ÖZEL DOSYA: AYLA KUTLU
22 Kasım 2024
SEVDA MÜJGAN YÜKSEL
Sait Bey ve Fıtnat Hanım’ın Oğlu Selahattin
Halep Defterdarlığna atanan Sait Bey, yedi aylık hamile eşi Fıtnat Hanım ve altı yaşındaki oğluyla Halep’e giden kervana katılır. Yıl 1909 ya da 1910. Fıtnat Hanım, Antakya’da sancılanır ve adını Selahattin koyacakları bir erkek çocuk dünyaya getirir. Sait Bey, doğumdan sonra kendini toplayamayan eşi ve yaşaması olası görülmeyen oğlu nedeniyle Antakya’da görevlendirilmeyi ister. İsteği kabul edilir.
Yaşaması olası görülmeyen Selahattin büyüyecek, Çapa Öğretmen Okulunu bitrecek ve babasının malmüdürü olarak görev yaptığı Gaziantep’teki okullardan birine atanacaktır. Yirmili yaşların başlarında, keman ve ud çalan, resim yapan, edebiyata meraklı, folklor araştırmaları ile uğraşan bu çapkın delikanlı baba evinde yaşamını sürdürürken babası Sait Bey, onu genç yaşında ardında beş çocuk bırakarak ölen kardeşinin kızı Sabriye’yle evlendirmek istediğini söyler.

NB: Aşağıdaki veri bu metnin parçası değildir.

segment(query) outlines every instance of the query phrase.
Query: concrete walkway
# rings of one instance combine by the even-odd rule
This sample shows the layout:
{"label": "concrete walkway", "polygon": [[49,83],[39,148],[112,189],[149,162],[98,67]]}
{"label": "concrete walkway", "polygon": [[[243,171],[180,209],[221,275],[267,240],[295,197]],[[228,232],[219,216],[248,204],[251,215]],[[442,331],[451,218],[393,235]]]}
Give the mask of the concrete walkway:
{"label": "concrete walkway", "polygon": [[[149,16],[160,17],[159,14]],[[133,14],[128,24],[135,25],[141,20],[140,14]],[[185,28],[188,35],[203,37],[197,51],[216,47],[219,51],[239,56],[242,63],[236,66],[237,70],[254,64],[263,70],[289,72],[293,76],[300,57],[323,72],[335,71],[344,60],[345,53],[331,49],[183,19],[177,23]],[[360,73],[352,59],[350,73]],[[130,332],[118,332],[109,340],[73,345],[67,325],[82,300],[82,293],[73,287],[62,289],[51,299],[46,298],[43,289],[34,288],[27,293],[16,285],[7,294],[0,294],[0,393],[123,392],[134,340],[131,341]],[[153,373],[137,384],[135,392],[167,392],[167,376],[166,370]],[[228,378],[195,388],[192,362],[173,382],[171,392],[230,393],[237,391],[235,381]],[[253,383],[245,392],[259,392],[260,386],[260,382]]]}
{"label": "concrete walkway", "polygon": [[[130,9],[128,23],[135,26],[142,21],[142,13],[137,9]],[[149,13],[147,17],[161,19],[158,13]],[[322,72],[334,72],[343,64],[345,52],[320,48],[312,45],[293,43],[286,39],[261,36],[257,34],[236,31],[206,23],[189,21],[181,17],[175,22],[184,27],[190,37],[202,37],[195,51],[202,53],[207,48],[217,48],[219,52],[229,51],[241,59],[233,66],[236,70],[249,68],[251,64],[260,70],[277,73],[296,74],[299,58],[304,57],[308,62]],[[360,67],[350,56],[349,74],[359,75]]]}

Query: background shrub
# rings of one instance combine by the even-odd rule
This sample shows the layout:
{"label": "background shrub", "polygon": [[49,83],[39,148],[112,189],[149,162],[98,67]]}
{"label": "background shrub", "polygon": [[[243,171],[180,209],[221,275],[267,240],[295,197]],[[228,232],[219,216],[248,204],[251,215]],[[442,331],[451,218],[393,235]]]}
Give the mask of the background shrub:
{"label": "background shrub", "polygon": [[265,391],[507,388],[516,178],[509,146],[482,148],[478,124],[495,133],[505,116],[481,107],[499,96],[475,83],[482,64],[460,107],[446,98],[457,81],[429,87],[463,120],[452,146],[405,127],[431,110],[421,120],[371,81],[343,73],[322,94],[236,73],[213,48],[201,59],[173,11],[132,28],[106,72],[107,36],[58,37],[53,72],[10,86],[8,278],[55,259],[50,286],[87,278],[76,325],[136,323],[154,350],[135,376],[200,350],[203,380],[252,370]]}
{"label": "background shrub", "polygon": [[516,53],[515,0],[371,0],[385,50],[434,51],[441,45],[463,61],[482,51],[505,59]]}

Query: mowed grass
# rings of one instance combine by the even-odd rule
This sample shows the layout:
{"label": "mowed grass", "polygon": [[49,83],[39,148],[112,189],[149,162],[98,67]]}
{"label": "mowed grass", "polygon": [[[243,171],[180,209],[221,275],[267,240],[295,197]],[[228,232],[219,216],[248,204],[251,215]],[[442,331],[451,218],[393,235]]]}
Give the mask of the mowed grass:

Osmanlı topraklarına göç eden Çeçenlerin yerleştiği Çardak nahiyesinde yaşayan Sabriye, on dört yaşındadır. Kendisine talip olunduğunu duyunca sevinçten göklere uçar. Salah ağabey, hayran olunacak bir insandır. Kızlar iç çekerek onu konuşur. Üç sınıflı köy okulunu bitiren ancak yoksul oldukları için okuma isteğini dile bile getiremeyen genç kız, evlenip Gaziantep’e giderse okuyabileceğini de düşünür. Annesi Firdevs Hanım’ın gönlü ise bu evliliğe razı olmaz. Çeçenlerde akrabayla evlenmek yoktur. Bunu ayıp sayarlar. Ancak kocasının ağabeyine karşı çıkması söz konusu değildir. Sesini çıkarmaz. Selahattin’in Sabriye’ye karşı ilgisi olmasa da babasına karşı çıkmaz. Nikâhları kıyılır. 1932 yılıdır.
Sabriye ve Selahattin Kutlu
Sabriye okulların ne zaman açılacağını sorduğu zaman ev halkı ona kahkahalarla güler. Köydeki üç sınıflı okulu bitiren çocuklar Gaziantep’te okula kabul edilmez. Ayrıca o, artık evli barklı bir kadındır. Okumak onun neyinedir? Onuru kırılan Sabriye, akşam olanları kocasına anlatınca o, “Ben seni yetiştiririm,” diyerek eşini avutur. Sabriye; titiz, hatta huysuz, neye kızacağı önceden kestirilemeyen kocasından çekinecek, kendisini kitap okumaya verecektir.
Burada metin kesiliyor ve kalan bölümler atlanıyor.